Les modifications du type et du costume apparaissent plus nettes au touriste qui ne voit d'une ville que les façades plus ou moins quelconques bâties le long des rues; mais quand on s'est familiarisé avec Cordoue, on retrouve, en dépit de l'épais manteau jeté par l'Islam et la Renaissance chrétienne sur les ruines antiques, des reliefs assez prononcés pour reconstituer la ville disparue. Les historiens aident encore à sa résurrection morale.

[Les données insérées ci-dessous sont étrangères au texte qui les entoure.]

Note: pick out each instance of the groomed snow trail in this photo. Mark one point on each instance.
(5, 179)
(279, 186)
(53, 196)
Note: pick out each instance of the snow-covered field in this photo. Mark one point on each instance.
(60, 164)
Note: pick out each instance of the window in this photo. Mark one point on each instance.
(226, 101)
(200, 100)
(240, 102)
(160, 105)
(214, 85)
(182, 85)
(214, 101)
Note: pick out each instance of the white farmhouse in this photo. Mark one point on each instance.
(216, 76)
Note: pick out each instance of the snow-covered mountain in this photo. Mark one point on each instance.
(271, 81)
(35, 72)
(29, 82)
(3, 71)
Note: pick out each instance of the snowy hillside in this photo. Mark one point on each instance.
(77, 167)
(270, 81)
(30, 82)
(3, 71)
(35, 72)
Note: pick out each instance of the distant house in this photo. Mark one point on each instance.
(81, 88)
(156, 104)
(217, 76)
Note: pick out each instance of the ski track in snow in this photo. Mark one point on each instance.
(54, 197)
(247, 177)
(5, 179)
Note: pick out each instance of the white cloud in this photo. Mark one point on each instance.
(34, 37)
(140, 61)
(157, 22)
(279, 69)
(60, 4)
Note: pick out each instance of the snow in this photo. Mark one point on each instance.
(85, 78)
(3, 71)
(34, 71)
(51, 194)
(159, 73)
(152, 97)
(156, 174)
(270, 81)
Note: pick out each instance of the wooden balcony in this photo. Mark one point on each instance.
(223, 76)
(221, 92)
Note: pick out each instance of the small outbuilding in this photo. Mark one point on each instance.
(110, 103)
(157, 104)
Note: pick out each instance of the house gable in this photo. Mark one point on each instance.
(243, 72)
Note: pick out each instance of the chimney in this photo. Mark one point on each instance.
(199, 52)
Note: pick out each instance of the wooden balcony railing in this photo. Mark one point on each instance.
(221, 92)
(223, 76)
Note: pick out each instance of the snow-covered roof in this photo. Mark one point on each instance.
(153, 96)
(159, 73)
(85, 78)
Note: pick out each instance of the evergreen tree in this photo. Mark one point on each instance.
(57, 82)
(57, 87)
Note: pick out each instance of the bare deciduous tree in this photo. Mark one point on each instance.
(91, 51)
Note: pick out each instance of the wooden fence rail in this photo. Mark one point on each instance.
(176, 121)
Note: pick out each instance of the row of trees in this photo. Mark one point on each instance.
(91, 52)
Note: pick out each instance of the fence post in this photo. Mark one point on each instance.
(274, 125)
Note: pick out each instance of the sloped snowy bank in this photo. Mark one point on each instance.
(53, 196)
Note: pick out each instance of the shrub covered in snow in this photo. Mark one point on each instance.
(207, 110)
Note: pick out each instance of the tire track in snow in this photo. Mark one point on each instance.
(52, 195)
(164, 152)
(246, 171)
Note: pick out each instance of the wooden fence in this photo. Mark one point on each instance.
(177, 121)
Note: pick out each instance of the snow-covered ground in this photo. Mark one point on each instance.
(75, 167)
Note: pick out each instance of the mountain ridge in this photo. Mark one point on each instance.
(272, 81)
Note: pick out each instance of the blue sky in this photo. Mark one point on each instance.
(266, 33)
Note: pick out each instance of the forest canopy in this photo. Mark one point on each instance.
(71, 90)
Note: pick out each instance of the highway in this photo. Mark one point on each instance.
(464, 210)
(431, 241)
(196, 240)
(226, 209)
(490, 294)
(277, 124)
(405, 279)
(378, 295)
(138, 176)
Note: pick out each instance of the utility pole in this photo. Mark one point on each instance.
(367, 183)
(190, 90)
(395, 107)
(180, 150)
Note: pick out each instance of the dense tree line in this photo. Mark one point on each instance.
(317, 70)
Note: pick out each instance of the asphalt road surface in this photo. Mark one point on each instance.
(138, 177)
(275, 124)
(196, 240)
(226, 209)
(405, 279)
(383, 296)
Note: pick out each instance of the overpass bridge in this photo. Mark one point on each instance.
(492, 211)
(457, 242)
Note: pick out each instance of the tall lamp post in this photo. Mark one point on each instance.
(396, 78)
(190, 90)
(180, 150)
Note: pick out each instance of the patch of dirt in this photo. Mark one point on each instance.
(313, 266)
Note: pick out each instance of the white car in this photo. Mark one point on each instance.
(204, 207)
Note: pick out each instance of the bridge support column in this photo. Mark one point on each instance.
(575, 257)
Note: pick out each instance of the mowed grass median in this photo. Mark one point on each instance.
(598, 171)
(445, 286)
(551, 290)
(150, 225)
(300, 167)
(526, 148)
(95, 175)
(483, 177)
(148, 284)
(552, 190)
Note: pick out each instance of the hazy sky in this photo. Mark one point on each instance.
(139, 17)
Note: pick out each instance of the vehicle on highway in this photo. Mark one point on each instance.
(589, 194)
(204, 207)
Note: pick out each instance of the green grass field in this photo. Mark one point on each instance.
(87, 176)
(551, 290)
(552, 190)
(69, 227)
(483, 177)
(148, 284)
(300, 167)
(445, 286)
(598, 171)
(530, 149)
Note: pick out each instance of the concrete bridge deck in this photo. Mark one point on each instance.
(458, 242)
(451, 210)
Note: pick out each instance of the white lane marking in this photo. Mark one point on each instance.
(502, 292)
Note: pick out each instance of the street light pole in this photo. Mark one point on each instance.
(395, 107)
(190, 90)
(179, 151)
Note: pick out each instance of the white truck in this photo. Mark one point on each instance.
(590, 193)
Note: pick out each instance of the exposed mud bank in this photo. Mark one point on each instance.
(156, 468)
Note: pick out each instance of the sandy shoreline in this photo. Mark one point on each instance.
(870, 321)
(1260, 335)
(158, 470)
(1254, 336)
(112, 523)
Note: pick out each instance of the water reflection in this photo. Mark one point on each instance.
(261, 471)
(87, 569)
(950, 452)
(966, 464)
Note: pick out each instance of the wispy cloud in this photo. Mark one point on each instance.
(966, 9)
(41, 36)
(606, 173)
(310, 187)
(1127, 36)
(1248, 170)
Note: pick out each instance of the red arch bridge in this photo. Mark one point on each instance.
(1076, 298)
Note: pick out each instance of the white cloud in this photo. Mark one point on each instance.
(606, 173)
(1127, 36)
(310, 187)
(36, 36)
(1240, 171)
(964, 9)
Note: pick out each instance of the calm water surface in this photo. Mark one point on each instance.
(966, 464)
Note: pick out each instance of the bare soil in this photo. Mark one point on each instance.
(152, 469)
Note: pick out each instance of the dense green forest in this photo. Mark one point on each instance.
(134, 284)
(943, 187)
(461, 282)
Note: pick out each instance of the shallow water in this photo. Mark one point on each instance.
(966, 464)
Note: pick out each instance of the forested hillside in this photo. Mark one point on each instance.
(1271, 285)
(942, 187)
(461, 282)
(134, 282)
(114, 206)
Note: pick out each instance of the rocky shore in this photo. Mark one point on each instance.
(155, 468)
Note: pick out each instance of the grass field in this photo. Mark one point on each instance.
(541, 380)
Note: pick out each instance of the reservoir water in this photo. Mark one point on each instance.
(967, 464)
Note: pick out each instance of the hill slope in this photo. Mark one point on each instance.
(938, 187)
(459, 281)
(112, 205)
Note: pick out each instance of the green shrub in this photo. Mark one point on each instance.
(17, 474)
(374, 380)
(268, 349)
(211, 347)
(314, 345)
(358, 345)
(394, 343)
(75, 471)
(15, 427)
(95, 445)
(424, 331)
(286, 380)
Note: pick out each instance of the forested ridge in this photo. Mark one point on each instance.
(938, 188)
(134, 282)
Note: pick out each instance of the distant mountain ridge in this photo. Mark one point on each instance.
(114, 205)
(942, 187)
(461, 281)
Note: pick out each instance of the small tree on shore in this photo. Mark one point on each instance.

C'est Silius Italicus qui la chante dans son poème sur la Seconde Guerre Punique et la signale parmi les villes qui aidèrent Hannibal; c'est Strabon qui honore sa science, et assure que ses lois très belles et très antiques sont formulées en vers; c'est Claudius Marcellus qui, entre toutes les villes de la Péninsule, lui accorde le titre de colonie romaine et les privilèges qui y sont attachés; ce sont les deux Sénèques, c'est Lucain qui voient le jour dans ses murs. Des siècles passent, et les Wisigoths font d'elle la ville sainte où ils tiennent des conciles, la ville savante dont l'on vante les écoles, les rhéteurs et les élèves à l'extraordinaire faconde. La conquête arabe lui est profitable, et sa grandeur, sa puissance, son renom atteignent à leur apogée sous Abd el-Rhaman qui fait d'elle la capitale du Khalifat d'Occident. Sa population s'élève à un million d'hommes, ses palais, ses bains, ses écoles, ses fontaines se comptent par centaines; elle rivalise avec Bagdad et Damas; l'hyperbole ne suffit plus pour louer «l'Athènes de l'Occident, la nourrice des sciences, le berceau des capitaines, la mère du trône des sultans, le minaret de piété et de dévotion, le refuge de la tradition, le séjour de la magnificence et de l'élégance».

Forte et puissante, Cordoue était tolérante et généreuse. Quand ils la conquirent, les Maures montrèrent envers elle les mêmes vertus, partagèrent par moitié leurs temples avec les chrétiens, et, lorsqu'ils songèrent à élever l'admirable mosquée qui est aujourd'hui le grand attrait de la vieille cité, ils ne s'emparèrent pas de force du terrain sur lequel ils la voulaient élever, ils n'expulsèrent point les vaincus, mais leur achetèrent le sol et leur facilitèrent l'édification d'autres sanctuaires, comme ils avaient autorisé les Juifs à bâtir des synagogues. Et c'est peut-être parce que la vieille mosquée ne fut pas fondée sur l'iniquité, que, depuis des siècles, elle est restée debout, comme un témoignage d'un passé de justice et de piété. Il n'y eut jamais de haine contre ses murailles.

CHAPELLE DE SAN FERNANDO, DE STYLE MUDAJAR, ÉLEVÉE AU CENTRE DE LA MOSQUÉE DE CORDOUE (page [620]).—D'APRÈS UNE PHOTOGRAPHIE.